Global Multiple Extraction Network for Low-Resolution Facial Expression Recognition
Jingyi Shi
TL;DR
This work targets the challenge of recognizing facial expressions in low-resolution images by introducing GME-Net, a dual-branch architecture that combines a hybrid attention-based local feature extractor with a multi-scale global feature extractor, guided by attention-similarity knowledge distillation from a high-resolution teacher. The local branch employs Mixed-Attention Blocks with a Depthwise Block Attention Mechanism to capture fine-grained details, while the global branch uses Mixed-Channel Feature Extraction Blocks with a quasi-symmetric design to robustly model global cues. A distillation loss transfers relevant attention information from the HR teacher to the LR student, promoting consistent feature focus across resolutions. Experiments on downsampled benchmarks (RAF-DB, ExpW, FER2013, FERPlus) show GME-Net achieving superior or competitive accuracy with favorable efficiency, indicating improved robustness for LR-FER in practical scenarios.
Abstract
Facial expression recognition, as a vital computer vision task, is garnering significant attention and undergoing extensive research.
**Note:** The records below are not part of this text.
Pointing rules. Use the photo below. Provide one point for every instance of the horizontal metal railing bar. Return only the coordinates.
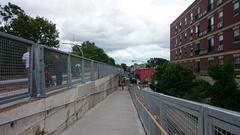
(14, 98)
(15, 38)
(13, 81)
(208, 115)
(182, 102)
(47, 109)
(151, 116)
Although facial expression recognition algorithms demonstrate impressive performance on high-resolution images, their effectiveness tends to degrade when confronted with low-resolution images. We find it is because: 1) low-resolution images lack detail information; 2) current methods complete weak global modeling, which make it difficult to extract discriminative features. To alleviate the above issues, we proposed a novel global multiple extraction network (GME-Net) for low-resolution facial expression recognition, which incorporates 1) a hybrid attention-based local feature extraction module with attention similarity knowledge distillation to learn image details from high-resolution network; 2) a multi-scale global feature extraction module with quasi-symmetric structure to mitigate the influence of local image noise and facilitate capturing global image features. As a result, our GME-Net is capable of extracting expression-related discriminative features. Extensive experiments conducted on several widely-used datasets demonstrate that the proposed GME-Net can better recognize low-resolution facial expression and obtain superior performance than existing solutions.